Jovem relata estupro coletivo na Grande BH; polícia apura envolvimento de quatro adolescentes em Contagem

Adolescente denuncia ter sido vítima de estupro coletivo em residência - Reprodução/ TV Globo

Adolescente denuncia ter sido vítima de estupro coletivo em residência - Reprodução/ TV Globo

A Polícia Civil de Minas Gerais deu início a uma investigação sobre uma denúncia de estupro coletivo que vitimou uma adolescente de 17 anos na cidade de Contagem, região metropolitana de Belo Horizonte.

O incidente, conforme o registro policial, ocorreu durante um churrasco realizado na casa da própria vítima, na noite de sexta-feira (12), no bairro Arvoredo. A Polícia Militar foi acionada e registrou a ocorrência no sábado (13).

A vítima informou que suspeita ter sido abusada por pelo menos quatro adolescentes após sua bebida ter sido adulterada durante o encontro com amigos. No local, estavam presentes oito jovens, incluindo duas amigas da adolescente, o namorado de uma delas, um amigo do casal e outros quatro indivíduos conhecidos.

Detalhes sobre o local e a data da ocorrência

O episódio que levou à denúncia aconteceu na noite da última sexta-feira, dia 12, no bairro Arvoredo, em Contagem, cidade pertencente à Região Metropolitana de Belo Horizonte. A Polícia Militar formalizou a ocorrência no sábado seguinte, dia 13.

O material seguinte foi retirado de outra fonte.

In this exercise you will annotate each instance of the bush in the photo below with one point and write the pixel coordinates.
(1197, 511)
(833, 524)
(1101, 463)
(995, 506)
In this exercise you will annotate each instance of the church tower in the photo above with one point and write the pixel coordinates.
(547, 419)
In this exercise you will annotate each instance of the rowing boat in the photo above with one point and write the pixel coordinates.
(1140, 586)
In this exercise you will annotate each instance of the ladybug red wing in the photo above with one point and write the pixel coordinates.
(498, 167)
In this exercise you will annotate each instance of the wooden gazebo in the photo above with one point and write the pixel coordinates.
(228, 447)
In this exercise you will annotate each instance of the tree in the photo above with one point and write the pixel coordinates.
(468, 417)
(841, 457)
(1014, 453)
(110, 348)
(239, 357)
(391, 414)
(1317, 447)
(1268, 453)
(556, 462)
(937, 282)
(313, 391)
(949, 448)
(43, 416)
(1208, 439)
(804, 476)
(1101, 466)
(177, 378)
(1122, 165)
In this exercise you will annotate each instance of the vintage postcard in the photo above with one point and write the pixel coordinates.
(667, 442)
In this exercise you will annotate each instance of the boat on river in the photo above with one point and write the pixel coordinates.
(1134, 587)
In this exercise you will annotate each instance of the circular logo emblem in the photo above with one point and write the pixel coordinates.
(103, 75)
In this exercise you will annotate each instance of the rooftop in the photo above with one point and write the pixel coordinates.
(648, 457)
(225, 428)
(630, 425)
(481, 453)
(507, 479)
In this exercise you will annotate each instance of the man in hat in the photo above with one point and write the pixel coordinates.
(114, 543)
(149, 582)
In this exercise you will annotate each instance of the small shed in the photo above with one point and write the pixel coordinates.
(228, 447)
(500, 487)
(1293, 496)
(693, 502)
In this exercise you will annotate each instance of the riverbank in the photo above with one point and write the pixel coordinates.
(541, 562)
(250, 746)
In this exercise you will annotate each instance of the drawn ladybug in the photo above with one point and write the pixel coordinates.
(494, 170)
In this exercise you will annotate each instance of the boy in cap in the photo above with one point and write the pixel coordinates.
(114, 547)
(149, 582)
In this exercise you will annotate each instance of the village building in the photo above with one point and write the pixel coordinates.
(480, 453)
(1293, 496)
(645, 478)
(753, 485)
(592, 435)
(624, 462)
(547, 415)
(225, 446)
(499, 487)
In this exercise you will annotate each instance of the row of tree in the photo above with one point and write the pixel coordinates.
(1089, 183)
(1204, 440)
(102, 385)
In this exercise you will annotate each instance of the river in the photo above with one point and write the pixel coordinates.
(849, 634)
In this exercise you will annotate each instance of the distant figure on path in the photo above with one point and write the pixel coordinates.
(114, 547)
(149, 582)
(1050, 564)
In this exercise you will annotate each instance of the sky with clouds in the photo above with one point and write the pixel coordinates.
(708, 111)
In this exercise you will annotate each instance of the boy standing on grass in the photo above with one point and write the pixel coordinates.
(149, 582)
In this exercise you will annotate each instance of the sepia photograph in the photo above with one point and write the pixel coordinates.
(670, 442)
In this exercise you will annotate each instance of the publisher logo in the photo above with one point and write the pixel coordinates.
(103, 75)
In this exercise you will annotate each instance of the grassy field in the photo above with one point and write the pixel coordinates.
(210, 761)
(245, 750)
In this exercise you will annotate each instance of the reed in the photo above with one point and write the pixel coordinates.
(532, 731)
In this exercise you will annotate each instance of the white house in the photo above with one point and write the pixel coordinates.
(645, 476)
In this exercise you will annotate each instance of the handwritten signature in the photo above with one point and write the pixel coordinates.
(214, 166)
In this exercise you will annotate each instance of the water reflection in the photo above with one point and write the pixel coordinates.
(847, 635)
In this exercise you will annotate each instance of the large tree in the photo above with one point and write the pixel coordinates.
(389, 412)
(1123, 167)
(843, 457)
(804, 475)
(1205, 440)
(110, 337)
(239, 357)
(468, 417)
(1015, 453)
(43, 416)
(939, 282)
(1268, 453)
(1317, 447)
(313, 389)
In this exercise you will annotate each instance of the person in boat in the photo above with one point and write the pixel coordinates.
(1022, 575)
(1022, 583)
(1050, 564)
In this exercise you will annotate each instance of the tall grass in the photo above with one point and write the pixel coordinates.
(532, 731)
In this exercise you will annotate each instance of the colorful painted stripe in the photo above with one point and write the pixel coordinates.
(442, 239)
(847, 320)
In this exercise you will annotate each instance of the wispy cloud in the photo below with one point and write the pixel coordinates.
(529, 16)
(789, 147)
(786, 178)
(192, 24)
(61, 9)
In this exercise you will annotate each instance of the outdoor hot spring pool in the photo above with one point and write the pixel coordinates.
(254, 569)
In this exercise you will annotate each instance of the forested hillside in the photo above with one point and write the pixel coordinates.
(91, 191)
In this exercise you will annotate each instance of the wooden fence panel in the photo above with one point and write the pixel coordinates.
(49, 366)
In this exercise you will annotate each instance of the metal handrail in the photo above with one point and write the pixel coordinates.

O boletim de ocorrência descreve que a adolescente de 17 anos estava em sua residência, acompanhada de um grupo de amigos, enquanto seus pais não estavam em casa.

Depoimento da jovem às autoridades

A garota relatou que acredita ter ingerido alguma substância que alterou sua bebida, o que a fez perder a consciência. Posteriormente, ao acordar, ela não se lembrava dos acontecimentos e percebeu sinais que indicavam ter sido vítima de violência sexual.

Segundo o relato da adolescente, quando recuperou a consciência, percebeu que estava sendo violentada por dois adolescentes, enquanto um terceiro observava a cena. Um quarto jovem teria admitido sua participação no abuso, via mensagens, antes de deixar o local.

Evidências e apuração policial

A mãe da adolescente confirmou ter entregado aos investigadores capturas de tela de conversas trocadas entre sua filha e um dos suspeitos após o ocorrido. O material, segundo ela, pode ser crucial para auxiliar na elucidação dos fatos e identificar a participação dos envolvidos.

A mãe afirmou que acompanhará o desenrolar do caso até sua conclusão, cobrando a devida responsabilização dos autores. Ela também destacou que a filha se encontra emocionalmente abalada desde o incidente, enfrentando dificuldades para retomar suas atividades cotidianas.

Participantes da reunião na residência

De acordo com a versão apresentada pela jovem, oito adolescentes estavam presentes na reunião. Entre eles, estavam amigas da vítima, o namorado de uma dessas amigas e outros jovens que já eram conhecidos. O grupo estava consumindo bebidas alcoólicas durante o encontro.

Prints mostram conversa entre adolescente que denunciou estupro coletivo e um dos suspeitos – Reprodução/ Redes Sociais

Número de envolvidos sob investigação

O depoimento da vítima aponta para o envolvimento de, no mínimo, quatro adolescentes no crime. Todos os nomes mencionados pela garota são de menores de idade. A Polícia Civil será responsável por investigar e determinar a participação de cada um deles.

A adolescente esclareceu que não mantinha qualquer tipo de relacionamento amoroso com os envolvidos. Alguns dos jovens eram conhecidos através de um amigo de infância que também estava na casa naquela noite, mas que não teria participado dos abusos.

Suporte médico e psicológico oferecido à vítima

Após o registro da denúncia, a adolescente foi encaminhada para o Hospital de Contagem, onde recebeu atendimento médico e passou por exames essenciais. A família da jovem também está buscando suporte psicológico para auxiliar na recuperação emocional dela.

Posicionamento oficial da Polícia Civil

A Polícia Civil de Minas Gerais, por meio de nota, comunicou que instaurou um inquérito para investigar as circunstâncias do caso. A corporação enfatizou que, devido à natureza do crime e ao fato de envolver adolescentes, as informações relativas ao procedimento serão mantidas sob sigilo.

A legislação brasileira, através do Estatuto da Criança e do Adolescente (ECA), define um tratamento legal distinto para menores de idade. Se comprovada a participação, os adolescentes não serão responsabilizados penalmente como adultos, mas sim por ato infracional semelhante ao crime de estupro, sujeitos a medidas socioeducativas que visam à ressocialização e ao reencaminhamento social.